25 subjects had pictures that we could analyse for this particular study, so the rest were excluded as they could either not tolerate the examination, did not perform the air correctly, or the image quality was not adequate for interpretation.
Each singer was examined using an OTVS7 camera (Olympus) and ENFV2 videoscope (Keymed) coupled to the Laryngostrobe (Laryngograph) digital capture system. Laryngograph electrodes were positioned over the thyroid cartilages and an omnidirectional microphone placed at distance from the singer which allowed recordings at all levels of loudness. Also the ELG and acoustic signals were captured and analysed with the Speech Studio (Laryngograph) software program.
The Neutral with air video images were analysed by Julian McGlashan and Cathrine Sadolin and the appearance and relationship between the key anatomical features was agreed by consensus and documented. The consistent features were identified and descriptive and explanatory text to aid pattern recognition.
The Laryngeal gestures are more to be seen as patterns of progression from in the modes, rather than aboslutes. The progession in the patterns can be used as guidelines on how to identify the mode within each singer.
For the Neutral with air these are the parameters we looked at: the shape of the glottis, the position of the false cords, the anterior posterior narrowing, the shape of the pirriforma fossa, the hight of the larynx, the pharyngeal wall, the epiglottis and the arytenoid/cuneiform complex.
Not only did we look at what was changing between using the mode and the mode with air, we also looked at what was actually vibrating.
To get a better understanding of the laryngeal changes associated with air and to examine the interaction of supraglottic vibration during intentional air added and vocal fold vibration.
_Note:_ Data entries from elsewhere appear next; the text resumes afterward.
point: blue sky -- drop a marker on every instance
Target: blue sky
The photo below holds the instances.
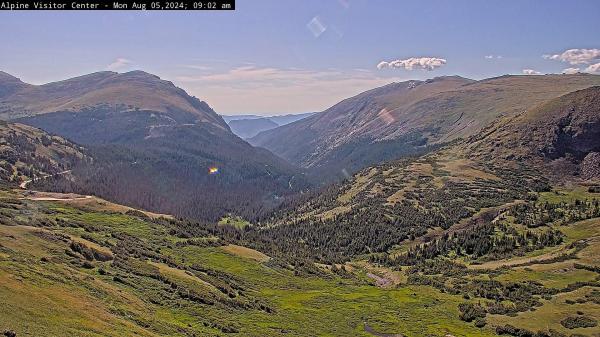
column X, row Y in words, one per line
column 282, row 56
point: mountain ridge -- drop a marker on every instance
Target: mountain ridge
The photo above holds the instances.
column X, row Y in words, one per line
column 404, row 118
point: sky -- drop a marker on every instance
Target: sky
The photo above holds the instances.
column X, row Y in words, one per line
column 282, row 56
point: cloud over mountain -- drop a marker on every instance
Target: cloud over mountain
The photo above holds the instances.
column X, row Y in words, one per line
column 576, row 56
column 425, row 63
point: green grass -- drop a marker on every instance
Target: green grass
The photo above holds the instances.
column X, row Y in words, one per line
column 59, row 297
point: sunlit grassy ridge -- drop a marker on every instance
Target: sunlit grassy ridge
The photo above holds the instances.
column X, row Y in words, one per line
column 49, row 289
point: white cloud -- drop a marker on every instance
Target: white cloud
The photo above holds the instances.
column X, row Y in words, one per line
column 119, row 64
column 425, row 63
column 570, row 71
column 576, row 56
column 530, row 72
column 594, row 68
column 252, row 89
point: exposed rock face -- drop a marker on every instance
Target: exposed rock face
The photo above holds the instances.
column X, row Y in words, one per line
column 590, row 167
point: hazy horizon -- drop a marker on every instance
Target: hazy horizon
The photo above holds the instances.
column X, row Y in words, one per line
column 274, row 57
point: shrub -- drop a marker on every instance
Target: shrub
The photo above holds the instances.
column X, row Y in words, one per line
column 574, row 322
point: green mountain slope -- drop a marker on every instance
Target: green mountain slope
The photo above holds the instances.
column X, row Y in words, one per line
column 155, row 146
column 402, row 119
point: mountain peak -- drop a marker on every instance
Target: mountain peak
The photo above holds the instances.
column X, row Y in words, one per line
column 134, row 90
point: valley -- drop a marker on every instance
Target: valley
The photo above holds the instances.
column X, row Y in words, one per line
column 171, row 225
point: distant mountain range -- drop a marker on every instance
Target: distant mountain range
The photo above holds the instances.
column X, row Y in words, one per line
column 408, row 118
column 247, row 126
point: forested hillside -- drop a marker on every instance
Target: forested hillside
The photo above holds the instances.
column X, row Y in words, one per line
column 155, row 147
column 409, row 118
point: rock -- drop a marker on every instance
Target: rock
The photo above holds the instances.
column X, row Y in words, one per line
column 590, row 166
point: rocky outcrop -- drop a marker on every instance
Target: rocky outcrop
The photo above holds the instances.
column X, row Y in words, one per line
column 590, row 166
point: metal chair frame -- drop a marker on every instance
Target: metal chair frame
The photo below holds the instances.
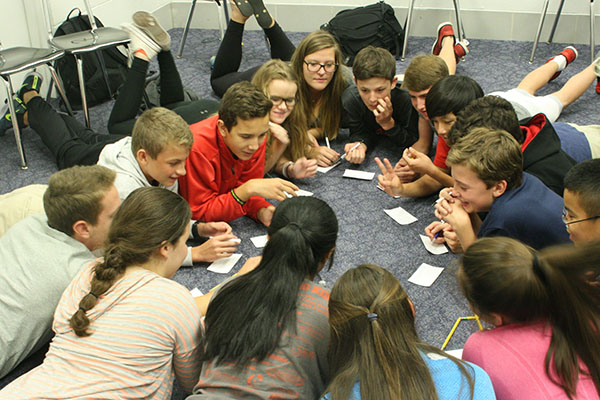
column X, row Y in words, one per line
column 541, row 24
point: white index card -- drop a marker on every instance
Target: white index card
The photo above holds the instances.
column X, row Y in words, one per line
column 259, row 241
column 353, row 173
column 401, row 216
column 224, row 265
column 433, row 248
column 425, row 275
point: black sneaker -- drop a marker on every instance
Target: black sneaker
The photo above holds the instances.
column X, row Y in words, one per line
column 6, row 122
column 32, row 81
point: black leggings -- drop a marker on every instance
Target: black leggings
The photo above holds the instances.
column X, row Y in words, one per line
column 126, row 107
column 229, row 57
column 69, row 141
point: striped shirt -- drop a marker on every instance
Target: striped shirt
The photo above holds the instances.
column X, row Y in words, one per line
column 145, row 330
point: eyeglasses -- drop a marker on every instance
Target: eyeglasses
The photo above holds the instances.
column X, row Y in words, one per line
column 289, row 102
column 315, row 67
column 567, row 222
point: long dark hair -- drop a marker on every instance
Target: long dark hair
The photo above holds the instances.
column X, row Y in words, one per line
column 247, row 317
column 373, row 337
column 147, row 219
column 558, row 284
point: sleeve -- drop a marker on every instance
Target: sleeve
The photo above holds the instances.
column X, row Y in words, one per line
column 201, row 189
column 441, row 153
column 255, row 170
column 354, row 118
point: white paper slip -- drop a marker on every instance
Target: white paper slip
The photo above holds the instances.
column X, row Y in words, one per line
column 259, row 241
column 456, row 353
column 300, row 192
column 425, row 275
column 433, row 248
column 353, row 173
column 401, row 216
column 224, row 265
column 380, row 188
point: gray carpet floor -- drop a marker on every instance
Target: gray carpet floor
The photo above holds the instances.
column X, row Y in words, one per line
column 367, row 234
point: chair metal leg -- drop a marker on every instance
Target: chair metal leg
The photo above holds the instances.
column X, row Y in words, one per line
column 61, row 89
column 562, row 2
column 187, row 28
column 539, row 31
column 86, row 112
column 407, row 28
column 13, row 118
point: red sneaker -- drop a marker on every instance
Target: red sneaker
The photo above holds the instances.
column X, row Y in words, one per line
column 444, row 29
column 570, row 54
column 461, row 49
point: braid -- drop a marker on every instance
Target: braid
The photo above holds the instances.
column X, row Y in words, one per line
column 105, row 273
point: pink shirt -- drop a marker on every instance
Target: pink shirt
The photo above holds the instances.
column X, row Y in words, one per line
column 513, row 356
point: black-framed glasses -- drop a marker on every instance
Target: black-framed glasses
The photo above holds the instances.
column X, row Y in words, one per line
column 289, row 102
column 567, row 222
column 315, row 67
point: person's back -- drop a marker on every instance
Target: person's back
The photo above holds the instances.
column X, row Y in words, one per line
column 38, row 261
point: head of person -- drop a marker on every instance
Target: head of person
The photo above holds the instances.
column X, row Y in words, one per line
column 506, row 282
column 422, row 73
column 81, row 202
column 149, row 230
column 373, row 337
column 161, row 141
column 244, row 119
column 279, row 83
column 447, row 97
column 491, row 112
column 317, row 61
column 374, row 72
column 582, row 201
column 484, row 164
column 302, row 238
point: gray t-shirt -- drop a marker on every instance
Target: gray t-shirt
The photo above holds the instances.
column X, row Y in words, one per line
column 37, row 264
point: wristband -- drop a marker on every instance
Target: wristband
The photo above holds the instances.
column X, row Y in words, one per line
column 235, row 196
column 285, row 168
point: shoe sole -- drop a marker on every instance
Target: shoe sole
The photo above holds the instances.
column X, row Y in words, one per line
column 148, row 24
column 438, row 39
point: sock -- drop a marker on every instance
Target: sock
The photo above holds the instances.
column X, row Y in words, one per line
column 561, row 61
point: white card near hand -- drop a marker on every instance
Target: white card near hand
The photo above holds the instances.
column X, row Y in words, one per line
column 259, row 241
column 425, row 275
column 433, row 248
column 224, row 265
column 300, row 192
column 401, row 216
column 353, row 173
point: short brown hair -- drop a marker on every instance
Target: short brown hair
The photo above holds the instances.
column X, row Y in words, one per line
column 75, row 194
column 493, row 155
column 157, row 128
column 374, row 62
column 245, row 101
column 423, row 72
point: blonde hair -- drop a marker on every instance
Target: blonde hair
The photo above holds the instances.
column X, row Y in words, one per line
column 330, row 112
column 295, row 123
column 157, row 128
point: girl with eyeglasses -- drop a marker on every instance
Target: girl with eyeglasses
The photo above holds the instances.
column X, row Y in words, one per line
column 374, row 350
column 546, row 311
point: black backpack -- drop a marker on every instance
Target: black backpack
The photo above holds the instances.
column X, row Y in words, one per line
column 95, row 84
column 375, row 25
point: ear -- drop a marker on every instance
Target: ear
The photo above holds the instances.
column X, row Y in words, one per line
column 222, row 128
column 499, row 188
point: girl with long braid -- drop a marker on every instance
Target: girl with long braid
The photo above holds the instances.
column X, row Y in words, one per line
column 123, row 329
column 266, row 331
column 546, row 311
column 374, row 350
We gave the various parts in the vocal tract levels in order to identify and specify on which levels the various changes take place. The levels also make it easier to communicate where the changes take place. On the videos from the footage only the first 3-4 levels are seen. For more info on the level, click here.
Still of air added
When we look at the video examples of the mode with and without air notice the visible gap between the vocal folds, which is bigger at the back. You can see that the back wall of the larynx is relaxed leaving the larynx open so you can see the vocal folds easily. You can also see the aryepiglottic fold is stretcheded and relaxed and the opening of the larynx (the laryngeal inlet) has a shape of an ‘open’ funnel which is rather wide at the top.
Also Notice the Neutral with air laryngograph waveform has a sinusoidal shape. This is because there is no contact between the vocal folds due to the gap, which means that a lot of air is added to the sound and the volume is soft. In another example of Neutral with air there is the initial sinusoidal waveform but a brief upward spike indicating momentary closure of the vocal folds.
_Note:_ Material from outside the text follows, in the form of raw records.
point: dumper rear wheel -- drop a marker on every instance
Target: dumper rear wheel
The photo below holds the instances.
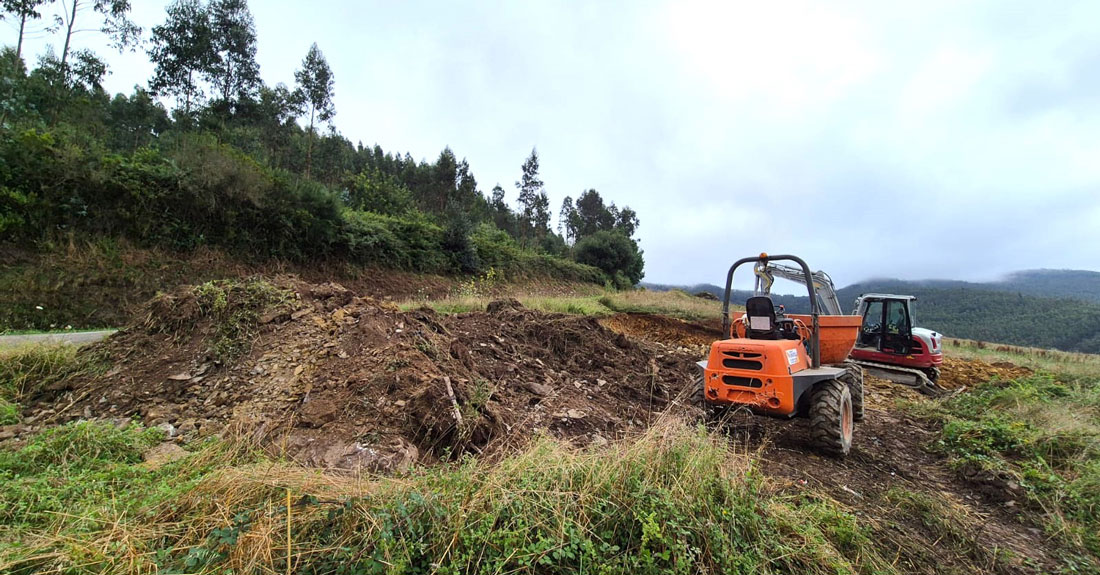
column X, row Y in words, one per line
column 832, row 417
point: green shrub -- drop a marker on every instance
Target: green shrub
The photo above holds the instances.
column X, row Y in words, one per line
column 615, row 254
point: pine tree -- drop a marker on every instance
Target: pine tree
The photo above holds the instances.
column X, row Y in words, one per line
column 567, row 220
column 24, row 10
column 183, row 51
column 117, row 24
column 235, row 74
column 530, row 188
column 315, row 88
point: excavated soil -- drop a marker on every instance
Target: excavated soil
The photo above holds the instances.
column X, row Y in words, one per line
column 693, row 336
column 338, row 380
column 958, row 373
column 891, row 455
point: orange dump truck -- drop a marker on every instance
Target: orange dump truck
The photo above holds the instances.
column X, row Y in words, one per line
column 787, row 365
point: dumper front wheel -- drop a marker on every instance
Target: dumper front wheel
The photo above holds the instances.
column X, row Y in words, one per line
column 832, row 417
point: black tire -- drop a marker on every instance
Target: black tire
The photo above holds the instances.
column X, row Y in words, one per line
column 831, row 417
column 854, row 377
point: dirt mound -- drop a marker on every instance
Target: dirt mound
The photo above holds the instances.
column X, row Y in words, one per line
column 664, row 330
column 960, row 372
column 339, row 380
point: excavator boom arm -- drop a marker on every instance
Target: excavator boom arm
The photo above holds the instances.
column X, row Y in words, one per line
column 823, row 284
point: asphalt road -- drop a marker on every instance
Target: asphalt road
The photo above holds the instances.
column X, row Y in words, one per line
column 79, row 338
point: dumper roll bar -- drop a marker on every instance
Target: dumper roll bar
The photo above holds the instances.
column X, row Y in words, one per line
column 815, row 310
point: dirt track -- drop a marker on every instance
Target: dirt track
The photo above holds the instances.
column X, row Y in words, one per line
column 338, row 380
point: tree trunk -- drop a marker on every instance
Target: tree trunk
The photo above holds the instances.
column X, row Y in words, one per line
column 19, row 45
column 309, row 143
column 187, row 95
column 68, row 33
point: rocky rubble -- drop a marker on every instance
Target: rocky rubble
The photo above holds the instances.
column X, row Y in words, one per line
column 339, row 380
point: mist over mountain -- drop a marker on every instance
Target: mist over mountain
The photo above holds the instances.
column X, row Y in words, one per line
column 1042, row 308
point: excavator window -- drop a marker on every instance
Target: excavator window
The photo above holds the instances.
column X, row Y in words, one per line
column 871, row 334
column 899, row 334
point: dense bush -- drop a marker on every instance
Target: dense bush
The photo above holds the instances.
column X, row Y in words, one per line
column 615, row 254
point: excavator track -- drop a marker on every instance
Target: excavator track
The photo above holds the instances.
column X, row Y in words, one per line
column 905, row 376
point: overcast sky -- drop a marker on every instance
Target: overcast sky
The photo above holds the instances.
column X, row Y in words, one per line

Air can be done safely to the mode Neutral.
In all the examples where we can see the vocal folds, or look at the laryngograph trace, there seems to be a resonably regular pattern, and there didn’t appear to be any evidence of the effect (or any additional noises) being produced in the vocal fold level. There was evidence on endoscopy or from the Laryngograph of periodic vocal fold vibration.
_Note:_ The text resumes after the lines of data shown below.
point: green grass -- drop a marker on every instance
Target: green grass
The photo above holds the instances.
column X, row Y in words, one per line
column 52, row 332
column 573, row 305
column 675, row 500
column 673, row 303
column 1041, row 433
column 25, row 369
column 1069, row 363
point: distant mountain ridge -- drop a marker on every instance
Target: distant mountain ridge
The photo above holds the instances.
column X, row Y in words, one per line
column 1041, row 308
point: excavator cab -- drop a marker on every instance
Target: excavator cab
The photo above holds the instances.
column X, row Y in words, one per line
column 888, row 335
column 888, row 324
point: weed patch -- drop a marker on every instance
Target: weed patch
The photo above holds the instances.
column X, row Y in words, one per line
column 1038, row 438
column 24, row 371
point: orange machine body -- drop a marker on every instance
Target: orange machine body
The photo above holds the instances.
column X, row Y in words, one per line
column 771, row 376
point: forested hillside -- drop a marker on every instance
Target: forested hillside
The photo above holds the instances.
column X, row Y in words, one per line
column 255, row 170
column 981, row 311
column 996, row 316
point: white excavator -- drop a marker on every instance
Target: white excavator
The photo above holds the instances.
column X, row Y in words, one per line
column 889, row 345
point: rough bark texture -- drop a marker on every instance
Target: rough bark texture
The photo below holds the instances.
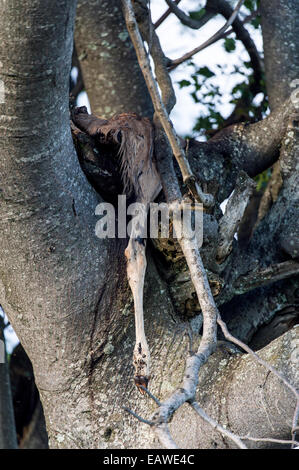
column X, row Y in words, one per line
column 106, row 54
column 65, row 291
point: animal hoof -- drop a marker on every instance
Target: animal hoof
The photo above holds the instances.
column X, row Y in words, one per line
column 141, row 381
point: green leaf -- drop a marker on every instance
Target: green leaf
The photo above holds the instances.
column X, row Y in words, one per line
column 184, row 83
column 229, row 44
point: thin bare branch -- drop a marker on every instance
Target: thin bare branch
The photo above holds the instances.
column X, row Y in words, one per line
column 272, row 273
column 164, row 16
column 160, row 109
column 142, row 420
column 268, row 366
column 236, row 439
column 268, row 439
column 211, row 40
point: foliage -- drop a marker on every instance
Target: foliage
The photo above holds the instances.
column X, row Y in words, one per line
column 204, row 89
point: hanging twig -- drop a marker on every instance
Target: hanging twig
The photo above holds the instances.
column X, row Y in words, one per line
column 144, row 62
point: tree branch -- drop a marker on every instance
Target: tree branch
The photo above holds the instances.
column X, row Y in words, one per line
column 160, row 109
column 186, row 19
column 211, row 40
column 236, row 439
column 164, row 16
column 234, row 212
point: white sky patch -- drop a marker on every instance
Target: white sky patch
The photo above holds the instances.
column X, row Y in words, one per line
column 177, row 39
column 11, row 338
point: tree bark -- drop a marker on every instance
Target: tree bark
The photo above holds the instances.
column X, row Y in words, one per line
column 113, row 80
column 8, row 436
column 64, row 290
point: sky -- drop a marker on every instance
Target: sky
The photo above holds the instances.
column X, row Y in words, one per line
column 176, row 40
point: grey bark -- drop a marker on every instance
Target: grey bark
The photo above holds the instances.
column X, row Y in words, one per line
column 281, row 40
column 112, row 77
column 8, row 436
column 64, row 290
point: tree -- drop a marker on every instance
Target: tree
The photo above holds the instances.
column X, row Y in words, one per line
column 65, row 291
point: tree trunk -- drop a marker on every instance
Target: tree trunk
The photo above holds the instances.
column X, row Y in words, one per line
column 64, row 290
column 8, row 437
But it need a good technique to ensure accurate vocal mode setting done correctly and an intentional application of the effect.
This information comes from a study effects with the title ‘Can vocal effects such as distortion, growling, rattle and grunting and be produced without traumatising the vocal folds?’. This study was presented by Julian McGlashan at PEVOC7 conference in Groningen, Netherlands, 2007.
This information comes from a study Visual Vocal Mode Test Study on stills, with the title ‘Laryngeal gestures and Laryngograph data associated with the four vocal modes as described in the Complete Vocal Technique method of singing teaching’. This study was presented by Cathrine Sadolin and Julian McGlashan at BVA ‘Choice for voice’ conference in London, England, 2010.